You seem to be worried that many priors would make the mistake of overweighting simulations, which means your prior doesn’t assign much probability to being in a simulation? So at least this issue should be avoidable.
- Knight Lee 5 Apr 2025 20:15 UTC
  1 point
  0
  Parent
  I think I made a major confusion, in that I forgot that you were originally talking about “whether the malign universal prior will occur in practice.”
  If we’re talking about real life AI (or humans) rather than idealized agents, I actually agree with you. I never thought about this or clarified this, which is embarrassing :/
  I don’t think the reason it won’t happen in practice, is due to “natural obstacles” to Adversaria. The objections 1, 2, 3 and 5 might narrow down to “Adversaria evolves life which controls a similar amount of computational resources (times prior probability) as you do, except your inaccurate prior overestimates them by an order of magnitude or a few.” The objections 4 and 6 may narrow down to “At least some life on Adversaria follows UDT etc. instead of CDT, and have a better prior than you.”
  These objections make it uncertain whether it will occur in practice, but are not very reassuring.
  Instead, the real reason I don’t think it’ll happen in practice, is that a real life artificial superintelligence will not be a simple Bayesian reasoner equipped with an immutable/imperfect prior and utility function.
  The “malign priors” demonstrate that such a Bayesian reasoner equipped with an immutable/imperfect prior and utility function, is “sort of stupid,” and can be scammed despite knowing that the scammers think they are scamming it.

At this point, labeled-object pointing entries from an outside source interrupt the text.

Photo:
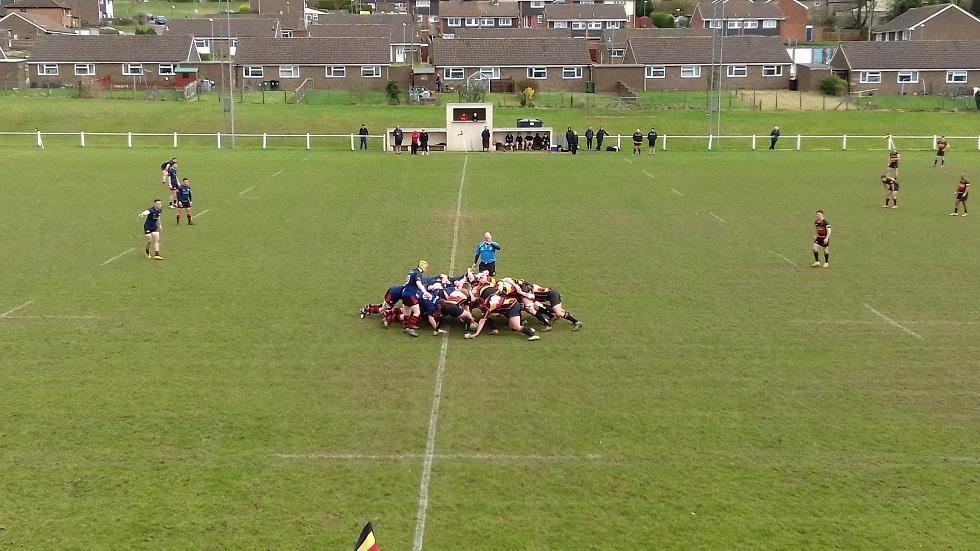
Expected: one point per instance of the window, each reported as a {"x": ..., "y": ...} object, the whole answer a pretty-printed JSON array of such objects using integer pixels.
[
  {"x": 908, "y": 77},
  {"x": 870, "y": 77},
  {"x": 656, "y": 71},
  {"x": 737, "y": 71},
  {"x": 129, "y": 69},
  {"x": 953, "y": 77},
  {"x": 772, "y": 70},
  {"x": 537, "y": 73}
]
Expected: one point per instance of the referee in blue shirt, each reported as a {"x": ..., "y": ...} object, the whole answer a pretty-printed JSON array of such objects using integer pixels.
[{"x": 486, "y": 254}]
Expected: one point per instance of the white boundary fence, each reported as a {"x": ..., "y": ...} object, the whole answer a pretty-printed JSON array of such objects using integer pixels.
[{"x": 799, "y": 142}]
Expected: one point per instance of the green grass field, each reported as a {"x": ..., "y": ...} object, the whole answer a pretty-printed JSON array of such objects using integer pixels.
[{"x": 722, "y": 394}]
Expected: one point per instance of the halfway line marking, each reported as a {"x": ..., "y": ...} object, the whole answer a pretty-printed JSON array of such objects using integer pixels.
[
  {"x": 118, "y": 256},
  {"x": 895, "y": 323},
  {"x": 14, "y": 309},
  {"x": 791, "y": 263},
  {"x": 430, "y": 443}
]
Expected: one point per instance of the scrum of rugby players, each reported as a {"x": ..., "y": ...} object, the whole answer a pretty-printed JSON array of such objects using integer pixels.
[{"x": 442, "y": 299}]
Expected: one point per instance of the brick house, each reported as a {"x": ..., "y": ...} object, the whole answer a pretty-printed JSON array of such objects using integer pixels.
[
  {"x": 357, "y": 64},
  {"x": 749, "y": 62},
  {"x": 150, "y": 61},
  {"x": 476, "y": 15},
  {"x": 939, "y": 22},
  {"x": 909, "y": 67},
  {"x": 555, "y": 64},
  {"x": 587, "y": 20}
]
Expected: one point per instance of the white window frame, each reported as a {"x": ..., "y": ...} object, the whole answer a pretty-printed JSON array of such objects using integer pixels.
[
  {"x": 537, "y": 73},
  {"x": 655, "y": 71},
  {"x": 738, "y": 71},
  {"x": 772, "y": 70},
  {"x": 869, "y": 77},
  {"x": 956, "y": 77},
  {"x": 130, "y": 69},
  {"x": 88, "y": 69},
  {"x": 911, "y": 77}
]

  Instead, I think what will happen will happen is this. The first generations of superintelligence, will be fuzzy reasoners just like humans, and use many heuristics which we call “common sense,” and not fall for these scams for the same reasons humans do not. Eventually, higher levels of superintelligence, (perhaps when making commitments and preparing for acausal trades?), will formalize their decision theory and reasoning.
  When deciding on how to formalize their decision theory and reasoning, they will do a lot of thinking, and reinvent all the thought experiments (e.g. malign priors) which humans could possibly think of, plus much more. And only after they are far less confused about decision theory than humans, will they finally proceed and formalize their decision theory and reasoning.
  And it will be a much smarter design than the Solomonoff universal prior or AIXI. They will laugh at humans for believing this is the optimal way to think.